Les places sont chères

« Ce sont gars des quartiers qui partent de zéro », explique, dans un salon de thé gardé par de gros bras armés, Matthew Ohio. Ce vétéran du secteur trace un parallèle avec l’origine sociale des rappeurs américains : « Même si pour un Américain des quartiers, ça reste plus facile que pour un Nigérian des quartiers… » Le salaire minimum dans le secteur public est de 37 000 nairas par mois (23 euros), mais la majorité des actifs gagnent leur vie dans le secteur informel, sans assurance santé, système de retraite ni accès au crédit bancaire.

Pendant dix ans, à partir de 2008, Matthew Ohio a organisé chaque semaine les soirées Industry Nite, une scène ouverte à ces jeunes du « mainland » à une époque où l’élite des îles considérait leur musique avec dédain. Au fil des semaines, il les a tous vus grandir. « Pour l’une des premières scènes à Lagos de Burna Boy [qui vient de la ville pétrolière de Port Harcourt], je n’ai même pas fait salle comble. Dix ans plus tard, je l’ai vu remplir un stade à New York. C’était un rêve éveillé. »

Les places sont chères, admet-il, mais l’ascenseur social potentiellement extraordinaire : « Il ne peut pas y avoir cent Burna, mais il peut y avoir cent Portable [un jeune artiste connu pour ses frasques]. Lui, c’est un vrai gars de la rue, du fin fond de la rue. Sans la musique, je ne sais pas ce qu’il serait devenu. Mais voilà, il a super bien réussi. »

Dans ce contexte, l’industrie est prometteuse mais aussi compétitive, parfois rugueuse, avoue Qing Madi. « C’est accessible et inaccessible à la fois. Il y a tellement de jeunes Nigérians pleins de talents qui ne parviennent jamais à atteindre leur public », nuance la jeune femme de Benin City. Quant à elle, toute fraîche et spontanée qu’elle soit, l’ambition la porte sans ambages : « Dans dix ans, je serai énorme. J’aurai eu de multiples tubes et prix. Je serai milliardaire. »
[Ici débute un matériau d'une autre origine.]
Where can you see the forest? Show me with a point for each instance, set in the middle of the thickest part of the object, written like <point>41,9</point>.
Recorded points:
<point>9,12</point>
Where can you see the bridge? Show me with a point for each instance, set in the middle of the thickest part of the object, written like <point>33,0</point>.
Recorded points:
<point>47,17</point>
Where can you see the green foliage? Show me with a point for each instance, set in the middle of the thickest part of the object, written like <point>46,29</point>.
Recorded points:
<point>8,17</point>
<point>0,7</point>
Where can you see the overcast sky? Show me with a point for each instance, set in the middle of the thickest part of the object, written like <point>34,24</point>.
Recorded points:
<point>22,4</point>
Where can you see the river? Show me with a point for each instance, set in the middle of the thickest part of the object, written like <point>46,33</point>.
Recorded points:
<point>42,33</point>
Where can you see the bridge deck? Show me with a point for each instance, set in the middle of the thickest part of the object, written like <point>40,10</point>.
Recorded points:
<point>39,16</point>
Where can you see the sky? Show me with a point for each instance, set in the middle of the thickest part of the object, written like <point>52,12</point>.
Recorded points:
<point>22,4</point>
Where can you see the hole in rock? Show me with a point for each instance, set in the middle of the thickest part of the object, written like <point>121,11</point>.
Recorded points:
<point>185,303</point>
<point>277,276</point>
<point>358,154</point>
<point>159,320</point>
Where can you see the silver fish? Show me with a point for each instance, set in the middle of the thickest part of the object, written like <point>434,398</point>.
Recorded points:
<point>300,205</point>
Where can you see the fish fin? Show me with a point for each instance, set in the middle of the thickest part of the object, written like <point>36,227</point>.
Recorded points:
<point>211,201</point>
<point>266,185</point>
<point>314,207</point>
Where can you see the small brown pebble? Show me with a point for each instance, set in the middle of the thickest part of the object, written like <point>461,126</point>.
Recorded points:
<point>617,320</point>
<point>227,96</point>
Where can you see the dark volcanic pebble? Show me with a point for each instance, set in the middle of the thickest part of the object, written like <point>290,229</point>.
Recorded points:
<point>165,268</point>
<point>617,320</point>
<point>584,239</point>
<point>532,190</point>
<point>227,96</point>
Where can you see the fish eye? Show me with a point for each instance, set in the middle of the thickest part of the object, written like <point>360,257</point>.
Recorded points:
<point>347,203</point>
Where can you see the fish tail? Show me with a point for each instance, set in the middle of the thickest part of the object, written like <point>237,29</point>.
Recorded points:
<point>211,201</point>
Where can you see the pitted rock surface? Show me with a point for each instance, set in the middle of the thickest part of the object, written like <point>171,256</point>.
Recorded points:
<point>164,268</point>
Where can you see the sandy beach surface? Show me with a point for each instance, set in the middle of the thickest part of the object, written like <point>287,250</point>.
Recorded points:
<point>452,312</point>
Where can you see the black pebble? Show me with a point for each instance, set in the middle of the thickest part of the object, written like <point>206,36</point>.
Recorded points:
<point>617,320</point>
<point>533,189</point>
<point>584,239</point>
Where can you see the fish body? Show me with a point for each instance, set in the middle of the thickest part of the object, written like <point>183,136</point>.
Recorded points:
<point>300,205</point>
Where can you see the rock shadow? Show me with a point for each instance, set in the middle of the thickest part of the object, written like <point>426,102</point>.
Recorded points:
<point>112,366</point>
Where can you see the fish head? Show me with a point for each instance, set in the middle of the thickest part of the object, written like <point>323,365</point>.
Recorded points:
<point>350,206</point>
Godwin Tom, un autre vétéran du secteur, compare l’industrie musicale nigériane à des vagues, celles-ci devenant de plus en plus hautes et fortes à mesure que les tonalités de l’afrobeats s’imposent aux oreilles du monde. Sur les réseaux sociaux, les jeunes le constatent. Et dans le pays le plus peuplé d’Afrique (220 millions d’habitants), le vivier de talents semble inépuisable. « On ne voit que ceux qui trônent au sommet, affirme cet ancien manager de Wizkid récemment recruté par Sony. Mais il faut comprendre qu’en dessous, pour chacun d’entre eux, il y en a dix qui sont en train de mijoter. »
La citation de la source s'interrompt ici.